Written Thursday, October 9, 2008, 7:43 PM
© 2008 Elizabeth Martin


You discover who
Your true friends
Are
In the worst of times.

Those who were there
For the
Fun,
Are not there
For the
Long
Run.

It’s a lesson
Learned,

If you really
Discerned

The qualities
Of people
You once
Held dear,

And if your
Love
Was truly
Earned.

Realized

Now,
That they’re
Not
Here.

Written 10/17/08, 12:15 P.M.
© 2008 Elizabeth Martin

Wednesday, January 28, 2009

Annabel's Blanket





I've finally finished the long overdue blanket for my latest Granddaughter, Annabel. It is just like all my other baby blankets, the only difference being the names embellished on them and the color schemes. They are all knit with Berroco Cotton 100, an Aran weight, 100% cotton, baseball type yarn no longer produced. I think the closest yarn to it now would be Mission Falls 1824 cotton yarn. Anyway, it's a perfect yarn for a baby blanket because it is soft and cuddly and a machine wash and dry yarn, which the mom's love. For Annabel's blanket I went over her name that I had first embossed in white with extra pink yarn for an easier read. My daughter will most likely take this blanket to Annabel's day care facility for everyday use and bring it home on weekends to be washed and dried just like the one I knit for sister, Mia. Annabel will have no idea what a milestone blanket this particular one is for me or know how many tears I shed while knitting on it. But I'm happy to find knitting enjoyable once again.

I made an interesting dinner last night that came to me as I was thinking of what to prepare - pork chops encrusted with dry roasted edamame that I had found at Costco this week. I simply ground up the dry roasted edamame, added some Montreal steak seasoning to it for added flavor, dipped each chop in egg first, then in the edamame mixture and fried in a small amount of virgin olive oil.
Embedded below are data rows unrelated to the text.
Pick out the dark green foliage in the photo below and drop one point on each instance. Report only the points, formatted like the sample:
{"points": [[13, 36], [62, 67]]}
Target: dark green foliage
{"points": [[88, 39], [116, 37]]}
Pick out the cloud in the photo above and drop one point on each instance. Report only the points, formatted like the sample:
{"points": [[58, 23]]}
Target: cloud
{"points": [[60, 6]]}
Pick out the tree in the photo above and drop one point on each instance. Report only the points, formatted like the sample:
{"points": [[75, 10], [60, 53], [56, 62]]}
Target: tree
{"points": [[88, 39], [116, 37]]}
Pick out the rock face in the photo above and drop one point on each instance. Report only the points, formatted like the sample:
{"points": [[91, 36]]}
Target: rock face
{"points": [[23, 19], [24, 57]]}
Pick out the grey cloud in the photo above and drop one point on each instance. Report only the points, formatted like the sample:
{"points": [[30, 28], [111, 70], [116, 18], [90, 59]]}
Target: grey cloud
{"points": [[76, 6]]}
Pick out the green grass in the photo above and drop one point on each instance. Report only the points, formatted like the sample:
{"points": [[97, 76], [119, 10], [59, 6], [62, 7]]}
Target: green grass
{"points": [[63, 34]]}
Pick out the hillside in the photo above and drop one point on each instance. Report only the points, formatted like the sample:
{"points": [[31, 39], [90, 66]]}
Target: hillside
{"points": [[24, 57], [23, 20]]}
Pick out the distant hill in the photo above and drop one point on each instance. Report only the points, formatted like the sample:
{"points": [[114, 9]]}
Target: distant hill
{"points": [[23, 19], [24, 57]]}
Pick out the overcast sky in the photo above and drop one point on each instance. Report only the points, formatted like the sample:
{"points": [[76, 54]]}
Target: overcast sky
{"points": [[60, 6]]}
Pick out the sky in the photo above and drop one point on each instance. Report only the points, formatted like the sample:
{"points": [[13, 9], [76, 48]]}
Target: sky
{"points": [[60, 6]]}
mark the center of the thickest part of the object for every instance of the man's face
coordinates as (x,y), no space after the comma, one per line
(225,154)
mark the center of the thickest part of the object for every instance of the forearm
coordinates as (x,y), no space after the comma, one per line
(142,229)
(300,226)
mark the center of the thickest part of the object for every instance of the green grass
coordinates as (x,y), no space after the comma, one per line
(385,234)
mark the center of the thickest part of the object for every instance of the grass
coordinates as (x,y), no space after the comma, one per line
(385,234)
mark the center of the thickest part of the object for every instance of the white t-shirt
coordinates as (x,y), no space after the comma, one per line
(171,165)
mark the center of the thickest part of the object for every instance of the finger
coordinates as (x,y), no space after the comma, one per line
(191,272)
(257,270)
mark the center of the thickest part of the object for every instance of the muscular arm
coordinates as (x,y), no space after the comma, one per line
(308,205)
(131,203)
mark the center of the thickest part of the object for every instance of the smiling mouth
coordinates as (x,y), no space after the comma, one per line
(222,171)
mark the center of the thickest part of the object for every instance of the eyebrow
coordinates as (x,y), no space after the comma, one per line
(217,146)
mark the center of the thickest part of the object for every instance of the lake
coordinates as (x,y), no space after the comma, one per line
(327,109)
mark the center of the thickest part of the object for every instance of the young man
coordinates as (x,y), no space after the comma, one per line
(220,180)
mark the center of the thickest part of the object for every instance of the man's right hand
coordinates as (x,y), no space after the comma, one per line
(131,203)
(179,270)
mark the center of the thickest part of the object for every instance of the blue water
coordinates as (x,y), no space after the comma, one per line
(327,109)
I knew the dried edamame would appeal to the crunchiness my husband loves and it wasn't until after he had eaten his pork chops and I saw him picking up extra "crust" and eating it that I told him what that crust was. Sneaky but healthy.

Now, I'm pondering what I should knit next. This is one of the best parts of knitting for me.

Sunday, January 4, 2009

2009


Unlike most people, I was sad when it became 2009.   I hung on to every last minute of 2008 because my only son would not be alive in 2009 and he was in 2008.   I have struggled every day since his death and not one has gone by tearless.   I think I honestly felt that if I wished hard enough, tried hard enough, he would not be dead anymore.   And it didn't work.   I have to admit defeat.

Thank goodness that my daughter, Helen, gifted us with a new digital camera for Christmas.   It has allowed me to see some color and beauty once again.   I am a Taurus,  after all.  I cling to earth. 

Friday, December 19, 2008





Since my last blog entry, so much has happened.   I became a Grandmother for the fourth time with the birth of Annabel Katherine on June 18, 2008.   I feel very blessed by this and for all of my Grandchildren (2 boys and 2 girls).  Annabel has a two year old sister, Mia.   Mia can't decide whether she likes Elmo or books better.   I love it when a child is thrilled with books.  
My Grandsons, Jack and Hayden, are wonderful little boys and complete my Grandmother status.   They are growing up so fast.   Now that Hayden (almost 6) is in public school his once beloved and enormous Thomas The Tank collection is not "cool"." He's started saying, Thomas Sucks" (sigh) and Jack (age 7) is loving playing tag football which brings much joy to his Grandfather.  And for all of this I truly am grateful.

This is all I can talk about right now.   Sometime, perhaps I can talk about how I will never be the same.  Until then, have a  peaceful Holiday everyone.